A rather more novel contribution is Barry’s apparently homemade conspiracy theory that the Spanish Flu pandemic of 1918 was really due to an experimental vaccine, where he concludes that the influenza virus didn’t cause the disease that killed over 50 million people a hundred years ago but that it was all to blame on an experimental meningitis vaccine that caused bacterial pneumonia in army recruits. The theory has about as much going for it as the idea that dolphins are really lizard people from Alpha Centauri. And yes, Barry seems to be entirely unaware that bacterial pneumonia is often the secondary cause of death in influenza or that the 1918 virus has been identified from old clinical samples and been completely sequenced – there really is no mystery here to spin a yarn around, but neither Barry nor his readers seem to be at all aware of the facts. Barry’s evidence? Recruits at Fort Riley received a meningitis vaccine in January 1918, and were hit by the flu in March. That’s it. He is a bit vague about the fact that the flu was also in full bloom worldwide at that time, but you know. Details. He also promotes a number of familiar antivaxx talking points and lies along the way, such as claiming that current vaccine schedules are “experimental and that vaccine manufacturers are not liable for injuries or deaths caused by vaccines, which is blatant bullshit.

 

As an activist, Barry is known for instance for his attempts to frame opposition to school vaccine mandates as a matter of religious freedoms, as summed up for instance in a letter to then-President Trump he signed together with e.g. Shannon Kroner, Renee Bessone of the Conscience Coalition; James A. Moody, JD, Rev. Robert Schuller, Rabbi Hillel Handler (who has long encouraged Orthodox Jews in Brooklyn and Rockland County not to get vaccinated), and the colorful Pastor Ricardo Beas of the Natural Law Church of Health and Healing (they don’t seem to have vetted the signatories particularly carefully), where they tried to argue that “governments are forcing and coercing a pharmaceutical product upon children that is made from religiously objectionable ingredients, specifically human aborted fetal DNA, animal cells, carcinogenic preservatives, and neurotoxins such as mercury and aluminum. This coercion of mandated vaccines is a clear attack on religious liberty and a form of government overreach.
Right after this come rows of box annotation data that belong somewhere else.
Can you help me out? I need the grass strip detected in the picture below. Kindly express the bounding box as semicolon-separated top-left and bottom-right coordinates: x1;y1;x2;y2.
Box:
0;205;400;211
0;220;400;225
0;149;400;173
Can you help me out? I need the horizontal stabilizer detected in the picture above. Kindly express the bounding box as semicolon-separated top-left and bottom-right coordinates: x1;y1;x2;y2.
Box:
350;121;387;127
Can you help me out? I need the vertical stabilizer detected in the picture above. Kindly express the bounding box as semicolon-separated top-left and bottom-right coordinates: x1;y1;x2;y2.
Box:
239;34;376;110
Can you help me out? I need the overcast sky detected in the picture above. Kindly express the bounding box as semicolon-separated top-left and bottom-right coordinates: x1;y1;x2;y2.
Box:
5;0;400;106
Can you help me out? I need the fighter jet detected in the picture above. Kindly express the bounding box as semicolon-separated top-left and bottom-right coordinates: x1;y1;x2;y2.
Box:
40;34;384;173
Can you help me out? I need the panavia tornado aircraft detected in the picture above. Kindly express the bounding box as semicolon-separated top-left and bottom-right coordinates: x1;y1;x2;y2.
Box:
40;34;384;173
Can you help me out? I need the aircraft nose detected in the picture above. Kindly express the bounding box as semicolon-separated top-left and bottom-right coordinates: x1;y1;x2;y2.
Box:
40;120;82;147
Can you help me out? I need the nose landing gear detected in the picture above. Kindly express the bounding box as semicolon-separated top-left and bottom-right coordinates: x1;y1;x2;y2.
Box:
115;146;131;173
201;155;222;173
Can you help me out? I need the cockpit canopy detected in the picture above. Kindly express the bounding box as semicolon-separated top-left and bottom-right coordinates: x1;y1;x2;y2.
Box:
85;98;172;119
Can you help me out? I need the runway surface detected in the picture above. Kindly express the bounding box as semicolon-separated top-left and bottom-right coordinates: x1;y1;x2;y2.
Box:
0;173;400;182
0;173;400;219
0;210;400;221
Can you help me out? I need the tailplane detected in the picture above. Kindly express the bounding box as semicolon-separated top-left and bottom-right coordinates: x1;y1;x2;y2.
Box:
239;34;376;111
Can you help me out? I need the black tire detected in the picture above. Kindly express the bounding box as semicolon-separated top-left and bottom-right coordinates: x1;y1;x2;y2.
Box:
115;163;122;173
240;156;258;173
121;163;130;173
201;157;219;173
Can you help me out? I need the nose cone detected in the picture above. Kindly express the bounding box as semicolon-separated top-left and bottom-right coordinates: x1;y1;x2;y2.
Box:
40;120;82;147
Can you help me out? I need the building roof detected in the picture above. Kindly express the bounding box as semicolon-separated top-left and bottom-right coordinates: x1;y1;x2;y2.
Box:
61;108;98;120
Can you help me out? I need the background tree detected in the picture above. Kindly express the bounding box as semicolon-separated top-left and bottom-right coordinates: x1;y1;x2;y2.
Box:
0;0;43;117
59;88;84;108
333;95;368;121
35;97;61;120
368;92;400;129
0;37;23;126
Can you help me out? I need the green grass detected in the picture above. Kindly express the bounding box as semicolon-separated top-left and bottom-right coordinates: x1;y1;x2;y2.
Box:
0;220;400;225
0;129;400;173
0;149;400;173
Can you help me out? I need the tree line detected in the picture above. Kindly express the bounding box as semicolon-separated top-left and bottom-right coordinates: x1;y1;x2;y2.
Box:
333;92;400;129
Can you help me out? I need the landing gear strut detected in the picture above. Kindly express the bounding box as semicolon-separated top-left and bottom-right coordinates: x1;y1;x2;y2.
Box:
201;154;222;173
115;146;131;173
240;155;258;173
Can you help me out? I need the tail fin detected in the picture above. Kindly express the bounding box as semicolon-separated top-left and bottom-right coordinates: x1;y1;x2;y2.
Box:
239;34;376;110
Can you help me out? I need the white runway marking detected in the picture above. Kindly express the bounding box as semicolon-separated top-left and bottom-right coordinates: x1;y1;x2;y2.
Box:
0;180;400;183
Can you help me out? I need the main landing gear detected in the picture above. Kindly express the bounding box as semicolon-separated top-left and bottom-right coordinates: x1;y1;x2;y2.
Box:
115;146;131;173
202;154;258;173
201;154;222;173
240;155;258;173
Making personal decisions about protecting one’s body is a basic human right, and most religions agree that our sacred bodies are the holiest of temples.” Of course, the fact that they aren’t demanding freedom to make decisions about their own bodies but about their children, is a distinction utterly lost on them. In the letter, they also promote unfounded conspiracy theories, such as suggesting utterly debunked links between vaccines and infertility, as well as concerns about protecting their precious bodily fluids and appeals to Nazis.

 

Diagnosis: Insane conspiracy theorist, and really one of the leaders of the antivaxx movement, no less. Barry has probably caused more harm than most.